В поздних записках Л.Я. часто возникает тема писания в стол и посмертного успеха. Л.Я. долгие годы, через эпохи, всю жизнь писала в стол и в никуда, как она думала, и относилась к этому плохо. Героическая диссидентская психология ей была совершенно чужда. Та психология, какая была высказана одним знакомым, художником и поэтом (сейчас его имя хорошо известно), как-то мне в разговоре сказавшим в 70-е г., что литература самиздата заведомо, по определению - как свободная - лучше, ценнее любой подцензурной. Л.Я. так не считала. В 1982 г. в книге "О старом и новом" произошел прорыв ее заповедной прозы - впервые были опубликованы из нее довольно значительные фрагменты, причем обнаружилось, что наименее публикуемыми оказывались не социально-исторические мотивы и темы, а те, которые она называла экзистенциальными. Когда я написал ей, что рад перестать быть ее избранным читателем и стать простым читателем, как все, она отвечала 12.04.84: "Ваше удовлетворение по поводу того, что Вы перестали быть "избранным" читателем, тоже очень верная реакция. Потому что опубликованная вещь - это вещь наконец получившая свое нормальное социальное существование. Неодолимое желание быть напечатанным - не только тщеславие, но и верный социальный инстинкт. У меня это желание остается и останется неудовлетворенным, и это все омрачает. Но я знаю, что должно радоваться и этой нечаянной радости".
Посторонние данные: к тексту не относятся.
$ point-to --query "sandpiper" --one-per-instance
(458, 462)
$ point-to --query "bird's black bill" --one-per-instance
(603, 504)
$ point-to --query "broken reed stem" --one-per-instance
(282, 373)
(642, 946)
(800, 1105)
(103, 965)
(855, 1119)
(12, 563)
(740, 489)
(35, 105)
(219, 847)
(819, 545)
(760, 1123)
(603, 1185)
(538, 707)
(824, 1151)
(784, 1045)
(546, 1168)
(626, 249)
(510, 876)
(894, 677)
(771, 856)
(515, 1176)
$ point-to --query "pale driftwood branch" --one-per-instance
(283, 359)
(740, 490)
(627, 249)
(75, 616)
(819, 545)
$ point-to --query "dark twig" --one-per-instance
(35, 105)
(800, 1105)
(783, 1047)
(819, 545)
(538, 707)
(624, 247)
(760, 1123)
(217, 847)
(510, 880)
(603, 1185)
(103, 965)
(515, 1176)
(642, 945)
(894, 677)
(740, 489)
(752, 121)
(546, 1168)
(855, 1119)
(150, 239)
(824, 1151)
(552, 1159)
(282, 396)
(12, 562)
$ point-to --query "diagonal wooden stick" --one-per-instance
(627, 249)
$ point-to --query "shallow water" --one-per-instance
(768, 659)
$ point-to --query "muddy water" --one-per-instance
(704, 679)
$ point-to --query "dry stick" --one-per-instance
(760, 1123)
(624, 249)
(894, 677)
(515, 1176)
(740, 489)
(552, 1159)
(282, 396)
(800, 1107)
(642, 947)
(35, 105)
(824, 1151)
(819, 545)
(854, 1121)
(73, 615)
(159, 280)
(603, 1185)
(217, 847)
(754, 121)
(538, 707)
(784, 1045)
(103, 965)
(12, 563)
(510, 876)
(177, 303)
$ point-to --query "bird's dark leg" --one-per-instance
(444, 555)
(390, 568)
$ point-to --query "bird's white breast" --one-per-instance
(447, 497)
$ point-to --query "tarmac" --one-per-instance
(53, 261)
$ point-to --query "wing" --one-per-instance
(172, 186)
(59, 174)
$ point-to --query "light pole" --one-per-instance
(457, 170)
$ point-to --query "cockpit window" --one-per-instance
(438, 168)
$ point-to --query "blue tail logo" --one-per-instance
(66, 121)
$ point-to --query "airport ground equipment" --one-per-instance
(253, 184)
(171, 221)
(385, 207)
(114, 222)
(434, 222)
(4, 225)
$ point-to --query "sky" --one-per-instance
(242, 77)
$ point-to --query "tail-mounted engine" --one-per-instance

Явление основного корпуса главной прозы Лидии Гинзбург продолжалось ("Записки блокадного человека" в "Неве" и "Поколение на повороте" в Тыняновских чтениях у Мариэтты Чудаковой), и я написал ей: "Вот и не в никуда Вы писали о жизни". Тем временем появился альманах "Круг". Это была книга-резервация, где специально собрали, как говорили тогда, под контролем сверху, избранный ленинградский андеграунд. По этому случаю я написал Л.Я., что своей потаенной прозой всей жизни она сразу оставила далеко позади литературу "Круга", "к которой как раз в немалой мере относится сказанное Вами с такой жесткой точностью о писании в стол" (в эссе "О старости и об инфантильности", 1954: "Возникает зловещая легкость. Нет железной проверки на нужность, и потому нет критерия оценки"). Она отвечала 29.05.86: "Любопытно, что о писании в стол (в моих записях) участники "Круга" и вообще "Клуба-81" приняли на свой счет. Они истолковали это как удар, направленный против них. Я просила им передать, что это написано 31 год тому назад. У меня были совсем другие прототипы; в первую очередь я сама.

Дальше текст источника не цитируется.